Article publié sur le site du SLF le 8 Décembre 2011

Premières conclusions mission d'accompagnement de la filière du livre dans la transition liée au passage à 7% du taux réduit de TVA.


Pierre-François Racine a remis à Valérie Pécresse, ministre du Budget, des Comptes publics et de la Réforme de l'État et Frédéric Mitterrand, ministre de la Culture et de la Communication, les premières conclusions de sa mission d'accompagnement de la filière du livre dans la transition liée au passage à 7% du taux réduit de TVA.

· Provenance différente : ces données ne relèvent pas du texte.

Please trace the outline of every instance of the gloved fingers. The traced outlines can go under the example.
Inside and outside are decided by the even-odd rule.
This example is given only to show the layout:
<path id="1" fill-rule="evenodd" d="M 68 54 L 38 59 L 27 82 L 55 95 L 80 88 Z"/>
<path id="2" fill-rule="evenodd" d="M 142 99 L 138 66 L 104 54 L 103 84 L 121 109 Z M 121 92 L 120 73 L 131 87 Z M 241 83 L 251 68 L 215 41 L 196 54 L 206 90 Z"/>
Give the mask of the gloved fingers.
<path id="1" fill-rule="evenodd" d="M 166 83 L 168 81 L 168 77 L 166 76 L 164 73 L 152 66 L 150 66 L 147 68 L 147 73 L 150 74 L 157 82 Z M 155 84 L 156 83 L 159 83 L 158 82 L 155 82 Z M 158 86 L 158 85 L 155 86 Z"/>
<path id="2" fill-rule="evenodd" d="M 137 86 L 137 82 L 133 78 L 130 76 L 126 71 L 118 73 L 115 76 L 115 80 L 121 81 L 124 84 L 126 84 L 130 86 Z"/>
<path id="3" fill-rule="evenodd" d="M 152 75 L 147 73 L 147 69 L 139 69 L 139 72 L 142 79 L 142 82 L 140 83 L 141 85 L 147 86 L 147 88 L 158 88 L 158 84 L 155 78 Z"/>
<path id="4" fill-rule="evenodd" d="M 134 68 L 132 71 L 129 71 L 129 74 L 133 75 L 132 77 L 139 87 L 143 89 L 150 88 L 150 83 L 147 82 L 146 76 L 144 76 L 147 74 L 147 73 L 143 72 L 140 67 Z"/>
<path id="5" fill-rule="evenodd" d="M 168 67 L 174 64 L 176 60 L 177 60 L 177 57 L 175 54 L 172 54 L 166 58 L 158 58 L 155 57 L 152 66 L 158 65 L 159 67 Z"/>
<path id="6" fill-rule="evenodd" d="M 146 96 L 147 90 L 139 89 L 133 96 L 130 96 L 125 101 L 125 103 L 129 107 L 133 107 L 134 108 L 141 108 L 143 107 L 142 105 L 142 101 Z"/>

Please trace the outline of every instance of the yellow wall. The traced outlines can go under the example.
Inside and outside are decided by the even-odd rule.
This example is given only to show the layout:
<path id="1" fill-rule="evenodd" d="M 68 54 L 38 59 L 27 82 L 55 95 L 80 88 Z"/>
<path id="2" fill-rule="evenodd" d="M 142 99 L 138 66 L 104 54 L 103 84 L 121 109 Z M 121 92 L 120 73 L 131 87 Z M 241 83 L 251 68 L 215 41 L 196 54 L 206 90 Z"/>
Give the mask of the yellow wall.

Afin que la transition n'affecte pas la filière du livre, en particulier la librairie indépendante, les professionnels se sont engagés dans la voie d'une révision des grilles de tarification.


Il apparaît toutefois que les caractéristiques techniques propres au secteur du livre à plus de 700 000 références en circulation, importance des stocks qui constituent les fonds des librairies, détermination du prix de vente par l'éditeur en application de la loi sur le prix unique du livre, et système d'information interprofessionnel à rendent nécessaire un délai de transition de deux mois pour la mise en oeuvre du nouveau taux de TVA réduite applicable aux livres.


Afin d'accompagner la mobilisation exceptionnelle de la filière, dont les Ministres saluent le sens de la responsabilité, et de faciliter le processus de transition, le gouvernement déposera un amendement en ce sens au Parlement.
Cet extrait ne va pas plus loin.